For the final hour, person after person stood up and recited his or her dream, to the seemingly endless fascination of the others. Glen was heartened by their growing willingness to talk, by the charged atmosphere of excitement that had taken over the dull blankness they had begun the meeting with. A large catharsis, long overdue, was going on. The meeting broke up at one-thirty in the morning, and Glen left it with Stu, feeling good for the first time since Nick’s death. He left feeling they had gone the first hard steps out of themselves and toward whatever battleground there would be.
He felt hope.
The power went on at noon on September 5, as Brad had promised.
The air raid siren on top of the County Courthouse went on with a huge, braying whoop, scaring many people into the streets where they looked wildly up into the blameless blue sky for a glimpse of the dark man’s air force. Some ran for their cellars where they stayed until Brad found a fused switch and turned the siren off. Then they came up, shamefaced.

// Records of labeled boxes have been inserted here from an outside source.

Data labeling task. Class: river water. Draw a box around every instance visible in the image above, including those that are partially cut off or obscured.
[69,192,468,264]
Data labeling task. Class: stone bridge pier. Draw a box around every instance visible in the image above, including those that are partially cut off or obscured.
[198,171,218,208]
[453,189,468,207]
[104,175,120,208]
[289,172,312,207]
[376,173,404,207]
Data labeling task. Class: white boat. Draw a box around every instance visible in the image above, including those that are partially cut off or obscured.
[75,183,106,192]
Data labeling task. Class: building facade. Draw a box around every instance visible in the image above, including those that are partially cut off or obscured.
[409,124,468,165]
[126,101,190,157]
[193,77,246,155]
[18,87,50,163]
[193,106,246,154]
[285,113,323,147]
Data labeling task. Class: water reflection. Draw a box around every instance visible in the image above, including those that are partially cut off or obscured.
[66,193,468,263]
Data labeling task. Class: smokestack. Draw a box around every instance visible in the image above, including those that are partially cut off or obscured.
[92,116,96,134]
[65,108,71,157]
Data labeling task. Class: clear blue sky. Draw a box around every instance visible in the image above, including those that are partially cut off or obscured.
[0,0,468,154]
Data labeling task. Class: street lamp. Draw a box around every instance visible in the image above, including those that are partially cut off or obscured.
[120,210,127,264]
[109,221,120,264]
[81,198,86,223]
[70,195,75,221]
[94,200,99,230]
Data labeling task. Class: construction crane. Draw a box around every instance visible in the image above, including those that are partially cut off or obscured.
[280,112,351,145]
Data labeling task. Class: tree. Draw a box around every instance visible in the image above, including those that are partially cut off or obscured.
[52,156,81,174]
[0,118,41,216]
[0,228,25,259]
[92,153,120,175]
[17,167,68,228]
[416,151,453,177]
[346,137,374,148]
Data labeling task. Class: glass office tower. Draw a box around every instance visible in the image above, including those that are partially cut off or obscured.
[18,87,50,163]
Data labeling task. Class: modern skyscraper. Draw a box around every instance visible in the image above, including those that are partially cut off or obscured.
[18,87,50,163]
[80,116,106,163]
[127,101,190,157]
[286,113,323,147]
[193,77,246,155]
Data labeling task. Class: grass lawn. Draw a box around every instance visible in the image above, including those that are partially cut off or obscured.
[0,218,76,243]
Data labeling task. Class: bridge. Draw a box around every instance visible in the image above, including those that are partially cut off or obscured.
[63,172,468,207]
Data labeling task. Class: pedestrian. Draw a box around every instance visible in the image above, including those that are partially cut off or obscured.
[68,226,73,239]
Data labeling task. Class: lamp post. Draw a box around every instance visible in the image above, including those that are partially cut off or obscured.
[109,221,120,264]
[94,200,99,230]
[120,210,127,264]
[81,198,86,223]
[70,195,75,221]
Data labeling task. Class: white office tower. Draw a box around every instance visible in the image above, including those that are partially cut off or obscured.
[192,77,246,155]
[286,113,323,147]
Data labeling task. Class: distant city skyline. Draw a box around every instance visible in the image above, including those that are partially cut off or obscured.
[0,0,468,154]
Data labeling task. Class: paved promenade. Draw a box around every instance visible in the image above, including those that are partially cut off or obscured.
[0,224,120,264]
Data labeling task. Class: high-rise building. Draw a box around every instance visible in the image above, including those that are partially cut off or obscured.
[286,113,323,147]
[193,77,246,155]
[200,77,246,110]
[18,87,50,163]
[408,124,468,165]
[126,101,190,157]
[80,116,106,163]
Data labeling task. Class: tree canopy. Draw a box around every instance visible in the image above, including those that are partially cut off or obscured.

There was an electrical fire on Willow Street, and a group of a dozen volunteer firepeople promptly rushed over and put it out. A manhole cover exploded into the air at the Broadway-and-Walnut intersection, went nearly fifty feet, and came down on the roof of the Oz Toyshop like a great rusty tiddledywink.
There was a single fatality on what the Zone came to call Power Day. For some unknown reason, an auto-body shop on outer Pearl Street exploded. Rich Moffat was sitting drunk in a doorway across the street, and a flying panel of corrugated steel siding struck him and killed him instantly. He would break no more plate glass windows.